Resource Management

This component can introduce multiple alerts that should notify you if the cluster is about to run out of resources and needs to be resized. The provided alerts only focus on worker nodes and aim to always be actionable.

Indicators

Pod Count

A high pod count is a good indicator that we need to add more worker nodes. It’s only recommended to run up to 110 pods per node. Additional pods are unable to be scheduled.

The component provides two pod count related alerts:

Too many pods

We alert if we’re unable to run all currently running pods if the largest worker node crashes.

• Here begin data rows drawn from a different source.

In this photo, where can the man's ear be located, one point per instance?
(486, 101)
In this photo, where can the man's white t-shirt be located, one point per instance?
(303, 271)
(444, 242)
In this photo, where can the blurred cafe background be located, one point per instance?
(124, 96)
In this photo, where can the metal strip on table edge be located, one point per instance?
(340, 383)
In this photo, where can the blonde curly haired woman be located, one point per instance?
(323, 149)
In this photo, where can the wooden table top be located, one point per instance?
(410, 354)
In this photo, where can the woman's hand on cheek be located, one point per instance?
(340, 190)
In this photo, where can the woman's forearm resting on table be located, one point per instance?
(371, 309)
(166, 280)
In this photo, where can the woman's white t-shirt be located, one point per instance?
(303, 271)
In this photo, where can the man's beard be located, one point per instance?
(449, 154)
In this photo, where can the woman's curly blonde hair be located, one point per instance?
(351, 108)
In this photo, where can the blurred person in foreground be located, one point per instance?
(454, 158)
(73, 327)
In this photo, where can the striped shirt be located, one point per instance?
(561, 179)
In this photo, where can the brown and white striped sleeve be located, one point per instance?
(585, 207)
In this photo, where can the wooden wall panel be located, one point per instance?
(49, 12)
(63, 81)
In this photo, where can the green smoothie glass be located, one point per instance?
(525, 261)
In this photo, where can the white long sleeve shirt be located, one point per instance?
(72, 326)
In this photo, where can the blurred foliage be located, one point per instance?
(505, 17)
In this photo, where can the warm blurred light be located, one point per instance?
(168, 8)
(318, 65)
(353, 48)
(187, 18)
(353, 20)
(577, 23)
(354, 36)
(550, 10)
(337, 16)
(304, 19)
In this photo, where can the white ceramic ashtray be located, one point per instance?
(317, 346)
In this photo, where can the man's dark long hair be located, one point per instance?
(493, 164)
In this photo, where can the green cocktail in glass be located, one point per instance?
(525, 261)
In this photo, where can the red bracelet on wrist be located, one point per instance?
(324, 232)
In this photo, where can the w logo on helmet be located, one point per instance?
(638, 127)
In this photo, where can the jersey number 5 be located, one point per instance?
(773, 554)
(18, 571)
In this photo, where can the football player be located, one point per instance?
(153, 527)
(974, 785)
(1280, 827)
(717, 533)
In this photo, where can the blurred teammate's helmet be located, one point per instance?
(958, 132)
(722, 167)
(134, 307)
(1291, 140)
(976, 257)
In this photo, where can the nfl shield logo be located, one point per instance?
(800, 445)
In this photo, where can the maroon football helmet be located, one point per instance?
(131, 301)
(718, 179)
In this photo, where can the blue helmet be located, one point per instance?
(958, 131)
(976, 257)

// The pod capacity of all worker nodes
sum(
  kube_node_status_capacity{resource="pods"}
    * on(node) group_left kube_node_role{role="app"}
)
-
// The number of running pods on all worker nodes
sum(
  kubelet_running_pods
    * on(node) group_left kube_node_role{role="app"},
)
<
// The pod capacity of the largest worker node
max(
  kube_node_status_capacity{resource="pods"}
    * on(node) group_left kube_node_role{role="app"}
)
Expect too many pods

We alert if we predict that we’ll be unable to run all pods if the largest worker node crashes in three days, assuming linear growth of running pods based on the change in running pods over the last 24 hours.

// The pod capacity of all worker nodes
sum(
  kube_node_status_capacity{resource="pods"}
    * on(node) group_left kube_node_role{role="app"}
)
-
// The predicted number of running pods on all worker nodes in 3 days
predict_linear(
  // Take the moving average over a day to prevent flapping alerts
  avg_over_time(
    sum(
      kubelet_running_pods
        * on(node) group_left kube_node_role{role="app"},
    )[1d:1h]
  )[1d:1h],
3*24*60*60)
<
// The pod capacity of the largest worker node
max(
  kube_node_status_capacity{resource="pods"}
    * on(node) group_left kube_node_role{role="app"}
)

Memory/CPU requests

The combined memory and CPU requests of all workloads is another good indicator. If the combined requests are higher than the actual resources, some workloads will no be scheduled.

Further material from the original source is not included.